My heart skipped a beat when I wound up with two butternut squash recipes, but the coincidence illustrates how the best chefs plan their menus around the most flavorful seasonal ingredients: think lots of butternut squash and bacon augmented by such fall flavor enhancers as butter, brown sugar and brandy.

Despite many of the same raw ingredients, the variations were strikingly different. Jennifer Maloney of the Kemper Museum’s Café Sebastienne created a brilliant savory crisp with a panko-blue cheese topping. Todd Schulte, owner of the homemade soup company Uncommon Stock in the Columbus Park neighborhood, created a silky and satisfying butternut squash soup with a dollop of I-want-to-scream-this-is-so-good apple-bacon marmalade casually swirled in as garnish.

Still on the subject of bacon, Howard Hanna of downtown’s the Rieger Hotel Grill & Exchange, solved the sawdusty turkey breast dilemma by first brining the bird, then blanketing the breast with bacon. (Sounds complicated, but it’s not.) The bacon keeps the breast moist, while adding a smoky flavor.

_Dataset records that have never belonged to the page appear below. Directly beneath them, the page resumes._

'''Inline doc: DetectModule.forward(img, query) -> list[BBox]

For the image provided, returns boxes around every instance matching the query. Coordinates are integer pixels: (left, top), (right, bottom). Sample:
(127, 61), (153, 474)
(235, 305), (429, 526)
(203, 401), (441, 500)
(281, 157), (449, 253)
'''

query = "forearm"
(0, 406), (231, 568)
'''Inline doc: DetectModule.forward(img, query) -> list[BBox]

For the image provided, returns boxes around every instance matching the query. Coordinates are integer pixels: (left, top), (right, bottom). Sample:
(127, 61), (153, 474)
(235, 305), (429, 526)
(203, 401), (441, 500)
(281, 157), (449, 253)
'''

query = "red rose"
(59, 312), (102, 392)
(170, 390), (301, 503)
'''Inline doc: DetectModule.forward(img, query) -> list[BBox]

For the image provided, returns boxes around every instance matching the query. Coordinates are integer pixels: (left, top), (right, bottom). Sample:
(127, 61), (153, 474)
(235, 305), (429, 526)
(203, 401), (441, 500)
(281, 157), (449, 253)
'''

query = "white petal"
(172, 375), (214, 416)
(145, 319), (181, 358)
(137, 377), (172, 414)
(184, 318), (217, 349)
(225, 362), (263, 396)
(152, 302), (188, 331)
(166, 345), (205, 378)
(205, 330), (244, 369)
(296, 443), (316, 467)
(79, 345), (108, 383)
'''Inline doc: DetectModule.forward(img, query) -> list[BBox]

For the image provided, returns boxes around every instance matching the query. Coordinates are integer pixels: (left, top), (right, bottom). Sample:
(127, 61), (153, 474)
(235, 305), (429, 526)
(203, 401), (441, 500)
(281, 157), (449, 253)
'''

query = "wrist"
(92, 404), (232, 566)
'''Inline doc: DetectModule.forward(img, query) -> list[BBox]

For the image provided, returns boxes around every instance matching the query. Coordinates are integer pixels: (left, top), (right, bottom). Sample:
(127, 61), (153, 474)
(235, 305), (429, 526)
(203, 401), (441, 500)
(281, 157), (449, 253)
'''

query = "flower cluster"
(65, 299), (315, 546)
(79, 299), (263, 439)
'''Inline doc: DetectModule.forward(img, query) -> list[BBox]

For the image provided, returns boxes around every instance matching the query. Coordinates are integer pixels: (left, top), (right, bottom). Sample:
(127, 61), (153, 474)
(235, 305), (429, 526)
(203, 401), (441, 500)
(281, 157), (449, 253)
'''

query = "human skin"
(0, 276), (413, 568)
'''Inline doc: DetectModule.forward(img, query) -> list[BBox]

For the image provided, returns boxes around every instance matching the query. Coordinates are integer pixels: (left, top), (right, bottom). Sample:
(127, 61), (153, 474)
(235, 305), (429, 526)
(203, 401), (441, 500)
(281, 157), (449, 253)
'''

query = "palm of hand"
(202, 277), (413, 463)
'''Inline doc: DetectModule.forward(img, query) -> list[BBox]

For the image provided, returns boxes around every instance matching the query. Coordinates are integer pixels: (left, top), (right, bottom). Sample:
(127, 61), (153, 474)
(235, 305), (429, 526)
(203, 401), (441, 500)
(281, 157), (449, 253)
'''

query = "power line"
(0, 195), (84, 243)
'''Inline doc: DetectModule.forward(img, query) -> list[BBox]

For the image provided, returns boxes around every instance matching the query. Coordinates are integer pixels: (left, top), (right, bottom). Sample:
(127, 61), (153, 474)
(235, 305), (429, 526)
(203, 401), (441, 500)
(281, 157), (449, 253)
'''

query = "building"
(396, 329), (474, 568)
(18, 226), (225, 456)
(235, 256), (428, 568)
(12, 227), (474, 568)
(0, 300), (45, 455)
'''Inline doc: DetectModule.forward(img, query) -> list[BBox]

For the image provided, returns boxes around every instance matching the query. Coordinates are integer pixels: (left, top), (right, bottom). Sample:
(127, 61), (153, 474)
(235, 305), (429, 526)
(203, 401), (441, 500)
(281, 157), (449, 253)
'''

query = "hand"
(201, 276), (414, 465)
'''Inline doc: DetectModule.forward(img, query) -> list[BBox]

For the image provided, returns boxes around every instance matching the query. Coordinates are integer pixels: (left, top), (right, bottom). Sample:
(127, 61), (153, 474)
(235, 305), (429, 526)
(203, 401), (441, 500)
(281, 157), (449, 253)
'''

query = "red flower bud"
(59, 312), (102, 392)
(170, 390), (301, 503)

Unsure whether he would insist on stuffing the bird, I also assigned the stuffing/dressing to Hanna. (For food safety reasons he volunteered to cook it outside the bird.)

By then I realized I had forgotten to assign someone the gravy. Ted Habiger of Room 39 (on 39th Street) to the rescue. For his intensely local take on mashed potatoes, he folded a medley of earthy mushrooms into the mash and ladled a smooth, blond gravy highlighting the native chestnut over the top.

Fred Messner of Nature’s Choice Biodynamic Farm near St. Joseph had his son drop off a few pounds of his dark brown chestnuts, a nut that contains more starch and less oil than most other nuts, hence its propensity to explode when roasted. Now that I have your attention, Habiger shares tips to make sure the nuts quietly steam open.

Finally, it was time for pumpkin pie. After I told her how I always stress out over pie dough, Erin Brown of Dolce Baking Co. in Prairie Village suggested I try the bourbon-pumpkin tart that has become a must-have at her house throughout the holidays. The dough was forgiving, and the tart came out of the oven as beautiful to look at as it was scrumptious to eat.

I’m feeling reassured and ready to cook my family a feast they won’t soon forget. And all thanks to a little help from some of Kansas City’s best chefs.